A book that deserves a wider audience: Pocket Notebook by Mike Thomas
I found this book really hard to choose — I really have no idea how popular many of the things I read are (save seeing other reviews/general publicity for them). In the end I went for Pocket Notebook because I was disappointed that it didn’t have more rave reviews all over the internet and because it’s brilliant and once you’ve read it you’ll want to read Ugly Bus, which is Thomas’ second novel and another one I regularly recommend.

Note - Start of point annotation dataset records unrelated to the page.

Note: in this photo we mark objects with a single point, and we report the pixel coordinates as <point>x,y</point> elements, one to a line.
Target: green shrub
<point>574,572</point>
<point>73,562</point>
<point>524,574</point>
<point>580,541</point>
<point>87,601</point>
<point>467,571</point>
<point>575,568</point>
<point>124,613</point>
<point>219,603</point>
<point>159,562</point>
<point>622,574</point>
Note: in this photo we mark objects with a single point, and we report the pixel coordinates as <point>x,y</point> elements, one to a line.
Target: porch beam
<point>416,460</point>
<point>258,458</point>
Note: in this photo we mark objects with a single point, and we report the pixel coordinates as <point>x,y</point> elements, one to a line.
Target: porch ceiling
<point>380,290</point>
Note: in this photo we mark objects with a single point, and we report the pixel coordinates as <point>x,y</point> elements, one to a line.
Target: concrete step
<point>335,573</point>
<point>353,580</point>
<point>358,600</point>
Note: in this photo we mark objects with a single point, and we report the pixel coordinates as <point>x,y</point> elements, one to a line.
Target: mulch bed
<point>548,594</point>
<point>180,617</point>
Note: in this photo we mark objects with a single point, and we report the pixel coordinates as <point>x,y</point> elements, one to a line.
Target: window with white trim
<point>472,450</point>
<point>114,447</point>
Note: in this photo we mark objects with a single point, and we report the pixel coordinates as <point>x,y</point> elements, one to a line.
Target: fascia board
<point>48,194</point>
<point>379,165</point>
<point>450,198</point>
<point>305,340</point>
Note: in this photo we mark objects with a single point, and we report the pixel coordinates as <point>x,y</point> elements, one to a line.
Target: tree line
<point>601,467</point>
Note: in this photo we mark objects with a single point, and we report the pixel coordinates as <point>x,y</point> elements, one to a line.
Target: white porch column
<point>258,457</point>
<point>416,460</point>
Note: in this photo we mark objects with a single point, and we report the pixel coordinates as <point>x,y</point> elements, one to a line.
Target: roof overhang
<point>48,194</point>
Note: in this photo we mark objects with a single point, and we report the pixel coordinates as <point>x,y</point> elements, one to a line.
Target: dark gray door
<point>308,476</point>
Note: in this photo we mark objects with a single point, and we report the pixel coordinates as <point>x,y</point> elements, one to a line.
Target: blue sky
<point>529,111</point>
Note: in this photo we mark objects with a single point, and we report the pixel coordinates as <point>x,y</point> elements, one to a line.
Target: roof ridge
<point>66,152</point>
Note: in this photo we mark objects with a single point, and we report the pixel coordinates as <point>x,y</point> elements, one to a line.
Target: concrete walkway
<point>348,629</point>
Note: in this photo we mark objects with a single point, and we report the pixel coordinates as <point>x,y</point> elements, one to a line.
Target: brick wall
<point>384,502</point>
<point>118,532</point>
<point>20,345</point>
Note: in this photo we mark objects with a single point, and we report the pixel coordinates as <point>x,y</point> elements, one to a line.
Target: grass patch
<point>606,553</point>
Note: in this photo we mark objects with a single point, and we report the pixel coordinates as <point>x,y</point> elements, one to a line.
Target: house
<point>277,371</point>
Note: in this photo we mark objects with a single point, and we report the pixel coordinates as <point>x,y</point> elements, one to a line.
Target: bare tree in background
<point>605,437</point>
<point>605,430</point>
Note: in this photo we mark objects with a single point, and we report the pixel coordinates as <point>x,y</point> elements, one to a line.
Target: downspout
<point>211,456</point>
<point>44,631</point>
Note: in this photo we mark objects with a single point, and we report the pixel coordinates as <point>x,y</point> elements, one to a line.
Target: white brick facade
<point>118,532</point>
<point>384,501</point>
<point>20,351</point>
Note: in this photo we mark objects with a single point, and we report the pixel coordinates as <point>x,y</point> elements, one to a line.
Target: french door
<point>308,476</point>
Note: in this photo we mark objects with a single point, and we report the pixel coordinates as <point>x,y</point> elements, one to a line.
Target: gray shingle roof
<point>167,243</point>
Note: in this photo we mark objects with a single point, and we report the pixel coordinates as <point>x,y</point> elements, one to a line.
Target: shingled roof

Pocket Notebook is in the Irvine Welsh school of literature, it’s a no holds barred tale of the spectacular breakdown of a policeman on duty at the absolute extreme. It would probably crudely be categorised at ‘lad-lit’, if that’s still a thing (it shouldn’t be). It is sweary and distasteful and I could not recommend it more. It’s probably not one for everyone but I know many fans of Irvine Welsh are missing out and it also reminded me distinctly of American Psycho in some ways too.
Thanks, Beth, for taking part in my Triple Choice Tuesday!
I’ve not read any of them… so I guess that means my wish list has grown that little bit longer now.
What do you think of Beth’s choices? Have you read any of these books?